Les affiches de ce film sont parmi les plus belles que j'ai pu voir. Elles sont dérangeantes, malaisantes laissant présager à un film glauque. Quelle déception d'avoir une telle idée et d'en faire un navet pareil. Une histoire comme ça qui est un genre de cold case qui fascine les gens avec des images retrouvées aurait dû être dérangeant, perturbant peu importe qu'il y ait un aspect surnaturel ou non mais ça aurait dû nous glacé le sang avec une histoire qu'on ne voudrais surtout pas vivre. Bilan de ce film une proposition intéressante, une mise en scène et un montage orignal mais finalement c'est un pétard mouillé. Ça commence bien pour mélanger plusieurs genres sans jamais faire monter la tension. Le rythme dégringole en milieu de métrage pour un final trop basique en contraste avec le début mystérieux. La menace du film est inexistante cachée dans la pénombre avec des chiens en numérique alors que quand on a un acteur comme Derek Mears qui incarne un monstre juste faire scintiller ces yeux dans l'obscurité c'est ridicule et ça ne fonctionne à aucun moment. Dommage car j'espérais quelque chose d'autre
Film d'horreur (paranormal) avec pas mal de longueurs et qui ravira certainement celles et ceux qui aiment le paranormal, ce qui n'est pas mon cas. Je trouve tout ce bazar assez confus et je n'arrive pas à accrocher à ce genre de film. Dans ce style, il y a tout de même des blockbusters bien plus flippants. On essaie de nouveau de nous jouer la carte de l'histoire véridique. C'est à mes yeux bien maigre et insuffisant pour parler d'un bon film.
spoiler: Synopsis
Mia recherche sa sœur depuis des années. Cette dernière a disparu lors d’une enquête paranormale menée avec l’équipe de sa chaîne YouTube. Douze ans plus tard, un homme se présente chez Mia, se tire une balle dans la tête devant elle et tient dans sa main une cassette vidéo provenant du lieu exact où sa sœur a disparu.
Histoire / Scénario
Le film propose un savant mélange de found footage et de mise en scène plus classique.
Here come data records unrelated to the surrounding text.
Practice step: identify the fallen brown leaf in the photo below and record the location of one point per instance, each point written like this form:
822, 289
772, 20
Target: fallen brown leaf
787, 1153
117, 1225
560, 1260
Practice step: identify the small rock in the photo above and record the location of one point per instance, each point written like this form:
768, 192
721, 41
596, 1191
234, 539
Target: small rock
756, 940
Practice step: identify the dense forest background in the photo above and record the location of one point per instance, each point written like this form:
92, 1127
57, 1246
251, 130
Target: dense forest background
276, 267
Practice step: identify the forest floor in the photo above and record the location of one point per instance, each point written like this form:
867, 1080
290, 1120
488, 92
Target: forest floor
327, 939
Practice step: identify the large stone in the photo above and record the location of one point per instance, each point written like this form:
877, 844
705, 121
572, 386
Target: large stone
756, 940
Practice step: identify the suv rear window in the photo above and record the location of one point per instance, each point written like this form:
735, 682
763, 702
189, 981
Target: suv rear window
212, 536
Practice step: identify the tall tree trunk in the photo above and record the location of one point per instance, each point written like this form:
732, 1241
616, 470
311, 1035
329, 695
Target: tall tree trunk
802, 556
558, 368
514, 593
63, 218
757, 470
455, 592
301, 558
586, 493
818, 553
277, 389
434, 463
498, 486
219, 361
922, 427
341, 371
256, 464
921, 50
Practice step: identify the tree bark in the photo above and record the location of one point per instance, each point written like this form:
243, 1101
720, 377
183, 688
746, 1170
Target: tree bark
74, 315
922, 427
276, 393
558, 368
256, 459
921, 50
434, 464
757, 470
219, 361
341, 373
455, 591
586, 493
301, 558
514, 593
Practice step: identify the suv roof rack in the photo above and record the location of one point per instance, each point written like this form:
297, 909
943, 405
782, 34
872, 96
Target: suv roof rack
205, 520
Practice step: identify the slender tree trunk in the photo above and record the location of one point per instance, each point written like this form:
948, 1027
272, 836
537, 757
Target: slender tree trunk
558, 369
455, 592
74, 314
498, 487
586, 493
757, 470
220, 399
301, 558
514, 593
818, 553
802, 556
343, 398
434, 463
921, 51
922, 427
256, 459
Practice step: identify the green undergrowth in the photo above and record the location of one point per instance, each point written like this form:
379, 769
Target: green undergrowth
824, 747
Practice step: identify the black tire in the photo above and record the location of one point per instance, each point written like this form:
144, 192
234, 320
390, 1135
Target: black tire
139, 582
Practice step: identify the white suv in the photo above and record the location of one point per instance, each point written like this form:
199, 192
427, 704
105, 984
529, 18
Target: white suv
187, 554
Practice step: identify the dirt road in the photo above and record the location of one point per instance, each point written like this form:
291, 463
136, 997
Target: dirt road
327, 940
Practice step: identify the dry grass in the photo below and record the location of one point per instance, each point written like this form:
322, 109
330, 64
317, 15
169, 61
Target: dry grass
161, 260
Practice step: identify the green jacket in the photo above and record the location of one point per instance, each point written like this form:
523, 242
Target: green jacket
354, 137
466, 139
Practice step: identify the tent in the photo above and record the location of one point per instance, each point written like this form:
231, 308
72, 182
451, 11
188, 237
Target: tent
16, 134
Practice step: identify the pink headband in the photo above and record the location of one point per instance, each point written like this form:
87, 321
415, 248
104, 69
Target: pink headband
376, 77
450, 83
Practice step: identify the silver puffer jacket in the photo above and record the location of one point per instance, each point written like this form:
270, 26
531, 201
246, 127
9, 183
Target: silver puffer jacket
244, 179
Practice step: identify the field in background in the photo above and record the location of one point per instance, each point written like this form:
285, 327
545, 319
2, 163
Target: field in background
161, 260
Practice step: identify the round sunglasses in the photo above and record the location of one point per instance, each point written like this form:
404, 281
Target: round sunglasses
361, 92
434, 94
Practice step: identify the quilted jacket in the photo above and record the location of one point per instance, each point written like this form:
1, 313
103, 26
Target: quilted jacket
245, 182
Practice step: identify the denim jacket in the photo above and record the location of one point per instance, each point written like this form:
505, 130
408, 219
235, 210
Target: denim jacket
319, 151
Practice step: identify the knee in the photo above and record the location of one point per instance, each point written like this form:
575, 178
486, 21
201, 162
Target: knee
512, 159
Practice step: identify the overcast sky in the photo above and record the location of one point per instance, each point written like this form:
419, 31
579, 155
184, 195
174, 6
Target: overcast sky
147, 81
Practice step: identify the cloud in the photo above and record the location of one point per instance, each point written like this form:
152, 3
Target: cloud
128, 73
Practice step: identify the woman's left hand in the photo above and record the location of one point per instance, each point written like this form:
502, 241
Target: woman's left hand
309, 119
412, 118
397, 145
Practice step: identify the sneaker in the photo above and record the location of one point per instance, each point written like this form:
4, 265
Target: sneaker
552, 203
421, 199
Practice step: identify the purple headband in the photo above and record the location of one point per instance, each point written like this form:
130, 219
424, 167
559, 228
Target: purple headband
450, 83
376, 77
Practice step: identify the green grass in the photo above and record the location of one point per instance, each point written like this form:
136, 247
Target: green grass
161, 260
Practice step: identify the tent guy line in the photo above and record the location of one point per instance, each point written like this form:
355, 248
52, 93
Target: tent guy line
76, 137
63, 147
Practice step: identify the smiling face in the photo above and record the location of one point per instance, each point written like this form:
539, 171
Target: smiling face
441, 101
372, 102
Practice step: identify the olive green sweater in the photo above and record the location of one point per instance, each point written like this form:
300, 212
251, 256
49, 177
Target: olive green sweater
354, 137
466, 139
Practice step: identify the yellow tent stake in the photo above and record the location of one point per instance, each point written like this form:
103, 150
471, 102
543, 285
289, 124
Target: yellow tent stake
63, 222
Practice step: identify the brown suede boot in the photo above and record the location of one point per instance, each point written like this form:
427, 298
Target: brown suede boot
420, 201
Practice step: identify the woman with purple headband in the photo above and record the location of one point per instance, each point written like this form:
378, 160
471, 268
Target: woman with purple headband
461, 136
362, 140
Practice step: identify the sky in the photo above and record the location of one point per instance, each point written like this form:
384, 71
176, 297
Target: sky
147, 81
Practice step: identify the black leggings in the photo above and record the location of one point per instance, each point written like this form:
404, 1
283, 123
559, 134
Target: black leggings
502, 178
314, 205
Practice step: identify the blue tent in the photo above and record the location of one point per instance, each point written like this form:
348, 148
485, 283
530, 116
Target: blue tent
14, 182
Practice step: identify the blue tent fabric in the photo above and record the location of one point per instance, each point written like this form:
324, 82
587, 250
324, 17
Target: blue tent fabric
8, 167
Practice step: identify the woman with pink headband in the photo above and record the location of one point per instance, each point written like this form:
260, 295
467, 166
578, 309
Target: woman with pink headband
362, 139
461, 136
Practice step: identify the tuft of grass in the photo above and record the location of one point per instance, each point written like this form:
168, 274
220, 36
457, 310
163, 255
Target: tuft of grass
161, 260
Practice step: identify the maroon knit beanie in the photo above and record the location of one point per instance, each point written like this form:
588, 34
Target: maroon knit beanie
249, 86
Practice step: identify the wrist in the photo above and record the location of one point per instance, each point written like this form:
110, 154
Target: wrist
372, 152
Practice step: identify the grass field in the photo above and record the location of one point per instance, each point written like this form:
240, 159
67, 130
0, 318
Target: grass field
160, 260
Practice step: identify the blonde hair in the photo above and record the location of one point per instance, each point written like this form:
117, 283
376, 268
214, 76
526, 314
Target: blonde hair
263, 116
L’ensemble fonctionne plutôt bien : c’est un équilibre réussi entre horreur et thriller, avec une ambiance maîtrisée.
Casting La seule personne que j’ai reconnue est Keith David, acteur culte que l’on retrouve dans des classiques comme Invasion Los Angeles ou The Thing. Les autres acteurs ne me disaient rien, mais le casting reste solide, avec des interprétations convaincantes.
Effets spéciaux / Décors Le film ne repose pas sur de gros effets spéciaux. On est davantage dans la suggestion, même si deux ou trois effets sont plutôt réussis. Les décors, eux, sont particulièrement soignés et installent une ambiance vraiment flippante.
Avis Un film d’horreur réussi, entre son côté found footage et ses décors glauques. J’ai vraiment apprécié, même s’il y a un élément pas très logique… mais je vous laisse le découvrir. Si vous aimez les films d’horreur, celui-ci devrait vous convaincre.
Finalement je suis resté un peu sur ma faim malgré une bande annonce qui annonçait du lourd et avec toute la hype qui y avait autour du film. Shelby Oaks manque d'originalité pour se démarquer.